Busy Developer's Guide to Garbage Collection

ted.neward@newardassociates.com | Blog: http://blogs.newardassociates.com | Github: tedneward | LinkedIn: tedneward

Objectives

Let's talk about automatic memory management

... aka "garbage collection"

What it is

What it isn't

How it works

Garbage Collection

What exactly is it?

Garbage Collection

An old truth

It was said that C programmers knew that memory management was so important, it could not be left up to the system.

And it was said that Lisp programmers knew that memory management was so important, it could not be left up to the programmers.

Garbage Collection

"Automatic memory management"

as contrasted with "manual memory management"

basic idea is pretty simple:

programmers shouldn't have to manage memory

but the system should only release stuff not in use

within that simple idea lies a ton of complexity

Garbage Collection

Automatic memory management tasks:

to allocate space for new objects

to reclaim space occupied by dead objects

as part of the above, identify live objects (to prevent reclamation)

Garbage Collection

Comparison criteria

safety

prime directive: no object still "in use" should go away!

throughput

number of objects that can be passed through the system

speed/pause time

how long does it take to do a reclamation?

space overhead

above and beyond the actual allocated space

completeness

do we get all the reclamation-eligible space?
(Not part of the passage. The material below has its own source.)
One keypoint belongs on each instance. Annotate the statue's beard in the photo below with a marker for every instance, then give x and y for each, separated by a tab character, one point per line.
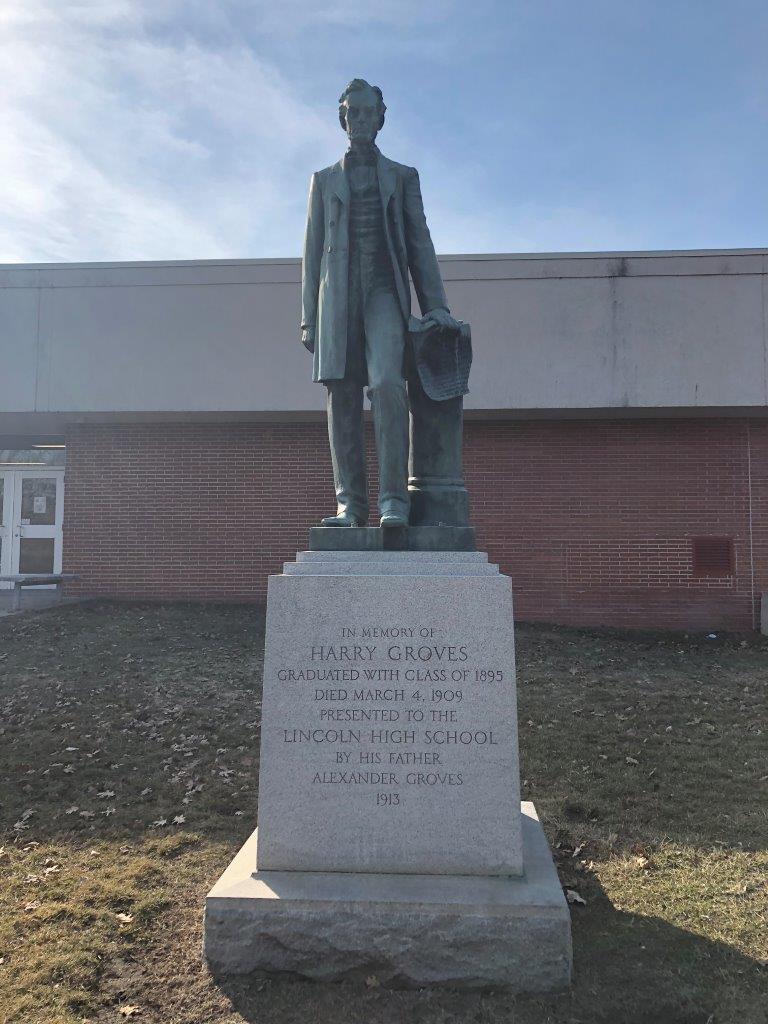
361	136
scalability and portability

how well can it take advantage of multi-core hardware?

Garbage Collection: History

History of an idea

Garbage Collection: History

Automatic memory management is not a new idea

first appeared in the early 60s

Smalltalk

Lisp

some functional languages

gained mainstream traction with the rise of the "VM"s

JVM, CLR

Python, Ruby

Garbage Collection: Concepts

How do we think about this?

Garbage Collection: Concepts

What's done?

"allocation": providing memory for use by a program

"deallocation", "reclamation": making memory available for allocation

"conservative": no live object will ever be reclaimed

Garbage Collection: Concepts

How/when is it done?

"automatic" vs "manual": programmer effort requirement

"automatic": the underlying language/platform handles it

"manual": the programmer must take care of it

this applies to both allocation and deallocation

most O-O languages combine allocation with initialization

ObjC is an example of one that didn't

GC Algorithms

4 basic starting points

GC Algorithms

All GC algorithms key off of four basic types:

Reference counting

Mark-sweep

Copying

Mark-compact

GC Algorithms

"Second-order"/"hybrid" GC algorithms build on the above

Mark-sweep-compact

Generational collectors

GC Algorithms

Real-world GC implementations base off of these

some will combine them together

JVM is a perfect example: copying + generational

others will allow for "tuning" in varying ways

JVM offers a gazillion tuning parameters

CLR puts "large objects" into their own heap

Mark-Sweep GC

Two-pass garbage collection

Mark-Sweep GC

Mark-Sweep collectors are two-phase collectors

"mark" phase: identify (mark) objects still in use

"sweep" phase: remove/reclaim any objects not so marked

Mark-Sweep GC

Mark Phase: Identifying objects still in use

start from a known "root set" of references

for each object referenced from that root set:

mark the object as in use

identify each object reference in that object

recursively mark said object

thus, only objects still in use will get marked

Mark-Sweep GC

Mark Phase: Root sets

different languages/platforms will identify different root sets

Java/JVM:

thread stack

static references

finalizable-queue references

.NET/CLR: essentially identical to JVM, plus:

"large object heap" (LOH)

Mark-Sweep GC

Sweep Phase: Reclaim unmarked objects

object is simply reclaimed in place

objects are NOT moved or adjusted in the heap

the space the object occupied is now considered free

potentially may be combined with adjacent free spaces

Mark-Sweep GC

History

used in any number of places/languages

most GC implementations start as M-S

Mark-Sweep GC

Questions of note:

concurrency: how many threads are in play?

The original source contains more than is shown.